Abortions are generally divided into two main categories and are then classified according to the trimester in which they can be safely and effectively performed.
Medical abortions are achieved through chemical and pharmaceutical methods, while surgical abortions are performed in a clinic or hospital setting by a physician. In both cases, the procedure should be monitored by a medical professional in order to minimize risks to the woman and ensure a healthy outcome.
Available to women during the first trimester, medical abortions are most effective in the very early stages of pregnancy. The RU-486 abortion pill is the most widely used method of medical abortion. Medical abortion methods are up to 95% effective in terminating pregnancy during the first seven weeks. The morning-after pill is not a form of abortion, as it is only effective in preventing implantation and cannot terminate a pregnancy once implantation into the uterine wall has already occurred. Additionally, medical abortion methods can often take weeks to work, creating added stress and worry for women.
A combination of mifepristone and misoprostol, the RU-486 abortion pill is designed to change the chemical environment within the woman’s body and especially within the uterus. Licensed in both France and China in 1988, RU-486 was not approved for use in the United States until September 2000. RU-486 works by blocking progesterone, a necessary hormonal element in sustaining pregnancy. Without sufficient progesterone, the lining of the uterus begins to break down and the implanted embryo is flushed from the system along with the lining. Women may experience cramping in some cases, and the flow produced by this method of medical abortion may be extremely heavy due to the added tissue and material that is expelled from the body.
Methotrexate And Misoprostol
Another hormonal formulation with the same general effects as RU-486, methotrexate and misoprostol can be injected or ingested. This pharmaceutical abortion method is generally not as effective after the first seven weeks of pregnancy and therefore is not as commonly used as RU-486.
During the second and third trimesters, medical abortions are not an effective way to terminate pregnancy. Surgical abortions are generally performed in a clinic or hospital setting. A number of different methods are used depending on the stage of the pregnancy; typically, these methods involve surgically removing the fetus from the uterus via the birth canal, a process that can be prolonged and painful and may require local anesthetics to ensure the comfort of the woman.
This method of abortion requires that the cervix be manually dilated so that a suction device can be used to remove materials from inside the uterus. This terminates the pregnancy, but may cause light bleeding afterwards due to materials adhering to the uterine wall or minor tissue damage from the vacuum aspiration of those materials. This method is only performed during the first trimester and the early stages of the second.
More commonly referred to as a D&C procedure, the dilation and curettage procedure is performed up until about the fifteenth week of pregnancy and involves manual dilation of the cervix so that a long, curved loop can be used to carefully scrape away material from the uterus. Suction aspiration is usually combined with this method in order to ensure that all materials are removed. Dilation and evacuation is a similar procedure used slightly later in pregnancy that usually requires a more complex dilation method; usually a synthetic dilator is inserted twenty-four hours prior to the procedure in order to achieve a wider opening through which to withdraw the uterine material. After the twentieth week of pregnancy, dilation and extraction can be performed; this is a higher-risk procedure and can cause serious complications, the risks mounting higher as the pregnancy progresses.

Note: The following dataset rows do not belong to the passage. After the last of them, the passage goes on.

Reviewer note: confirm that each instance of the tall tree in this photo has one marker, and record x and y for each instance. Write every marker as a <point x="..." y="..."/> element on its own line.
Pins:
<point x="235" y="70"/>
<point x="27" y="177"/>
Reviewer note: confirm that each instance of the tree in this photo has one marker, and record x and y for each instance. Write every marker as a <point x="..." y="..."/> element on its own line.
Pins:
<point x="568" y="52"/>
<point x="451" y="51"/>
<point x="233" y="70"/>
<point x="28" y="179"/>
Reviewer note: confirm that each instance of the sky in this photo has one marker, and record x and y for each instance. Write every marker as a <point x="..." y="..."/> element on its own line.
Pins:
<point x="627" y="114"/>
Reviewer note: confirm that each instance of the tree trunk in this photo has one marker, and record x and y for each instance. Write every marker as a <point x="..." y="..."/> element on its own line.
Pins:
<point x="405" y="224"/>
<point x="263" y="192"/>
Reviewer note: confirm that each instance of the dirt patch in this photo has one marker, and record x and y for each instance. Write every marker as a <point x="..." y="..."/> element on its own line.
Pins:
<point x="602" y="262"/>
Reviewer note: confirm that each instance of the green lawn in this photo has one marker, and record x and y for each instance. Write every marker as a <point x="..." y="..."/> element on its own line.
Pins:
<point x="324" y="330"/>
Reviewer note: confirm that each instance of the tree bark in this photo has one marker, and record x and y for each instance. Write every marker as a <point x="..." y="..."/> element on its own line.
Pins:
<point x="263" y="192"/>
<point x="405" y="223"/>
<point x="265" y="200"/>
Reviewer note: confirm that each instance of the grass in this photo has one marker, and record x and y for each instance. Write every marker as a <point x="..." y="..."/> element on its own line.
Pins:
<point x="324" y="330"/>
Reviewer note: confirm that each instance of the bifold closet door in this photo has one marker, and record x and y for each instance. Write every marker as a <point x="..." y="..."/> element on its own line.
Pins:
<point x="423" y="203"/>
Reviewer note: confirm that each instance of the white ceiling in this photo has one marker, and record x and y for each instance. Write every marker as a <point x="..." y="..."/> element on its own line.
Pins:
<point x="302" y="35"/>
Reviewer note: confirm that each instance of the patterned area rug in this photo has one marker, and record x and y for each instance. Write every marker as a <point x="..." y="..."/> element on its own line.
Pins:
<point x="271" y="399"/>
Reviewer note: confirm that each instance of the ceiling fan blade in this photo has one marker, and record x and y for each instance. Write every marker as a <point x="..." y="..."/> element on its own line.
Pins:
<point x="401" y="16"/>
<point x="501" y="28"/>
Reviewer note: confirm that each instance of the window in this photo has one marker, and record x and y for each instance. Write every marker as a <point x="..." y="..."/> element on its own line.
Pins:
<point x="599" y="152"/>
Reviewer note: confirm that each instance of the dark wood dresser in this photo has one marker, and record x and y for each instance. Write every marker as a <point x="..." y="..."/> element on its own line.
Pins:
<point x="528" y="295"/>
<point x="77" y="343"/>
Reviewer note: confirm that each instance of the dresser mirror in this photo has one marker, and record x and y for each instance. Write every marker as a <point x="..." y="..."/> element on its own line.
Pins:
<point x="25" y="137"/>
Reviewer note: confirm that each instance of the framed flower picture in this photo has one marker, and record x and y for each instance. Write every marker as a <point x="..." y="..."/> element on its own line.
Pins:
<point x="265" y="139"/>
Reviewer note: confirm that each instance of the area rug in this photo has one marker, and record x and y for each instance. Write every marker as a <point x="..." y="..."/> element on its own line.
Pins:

Generally only performed in cases of medical necessity, induction abortions take place during the third trimester and require the delivery of the fetus, typically after a saline solution has been injected into the uterus. This procedure is painful and usually requires anesthesia; in most cases, dilation and extraction is a safer and more comfortable procedure for medically necessary abortions.

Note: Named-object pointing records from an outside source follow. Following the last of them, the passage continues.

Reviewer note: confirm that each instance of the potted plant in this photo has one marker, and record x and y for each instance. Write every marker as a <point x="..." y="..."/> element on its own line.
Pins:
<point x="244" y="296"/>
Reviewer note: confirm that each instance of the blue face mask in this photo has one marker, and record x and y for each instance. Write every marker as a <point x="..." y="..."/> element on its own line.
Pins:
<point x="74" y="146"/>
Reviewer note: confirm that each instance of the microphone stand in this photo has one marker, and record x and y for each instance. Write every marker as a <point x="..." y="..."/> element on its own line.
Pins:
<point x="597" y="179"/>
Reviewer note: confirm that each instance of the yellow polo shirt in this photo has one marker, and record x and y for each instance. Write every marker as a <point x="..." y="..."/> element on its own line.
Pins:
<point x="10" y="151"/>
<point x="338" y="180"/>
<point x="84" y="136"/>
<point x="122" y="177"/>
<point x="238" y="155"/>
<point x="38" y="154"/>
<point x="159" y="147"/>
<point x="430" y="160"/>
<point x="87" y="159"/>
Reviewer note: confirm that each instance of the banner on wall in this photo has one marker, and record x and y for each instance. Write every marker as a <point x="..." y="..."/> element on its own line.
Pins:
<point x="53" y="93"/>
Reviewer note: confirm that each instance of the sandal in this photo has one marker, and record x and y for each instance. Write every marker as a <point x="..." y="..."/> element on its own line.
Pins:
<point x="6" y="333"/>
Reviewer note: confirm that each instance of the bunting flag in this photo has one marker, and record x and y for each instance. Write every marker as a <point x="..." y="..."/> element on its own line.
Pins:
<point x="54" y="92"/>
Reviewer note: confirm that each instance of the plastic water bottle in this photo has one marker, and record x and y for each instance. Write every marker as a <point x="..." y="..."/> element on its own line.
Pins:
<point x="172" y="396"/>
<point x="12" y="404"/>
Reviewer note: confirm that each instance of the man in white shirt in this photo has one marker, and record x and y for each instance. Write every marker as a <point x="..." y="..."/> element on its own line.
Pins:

In nearly all cases, abortions performed early in pregnancy are significantly safer and less disruptive than those done in the second or third trimester. Many medical providers lack the facilities or the expertise to safely perform third trimester abortions, so these are usually done in a hospital or clinic setting, usually by physicians who specialize in these procedures. Most women experience no long-term ill effects from abortion and can usually conceive afterwards normally. Some bleeding and discomfort are normal after an abortion; however, if bleeding is exceptionally heavy or persists for a prolonged period of time, women should consult a physician to determine if further medical attention is required in order to protect their health.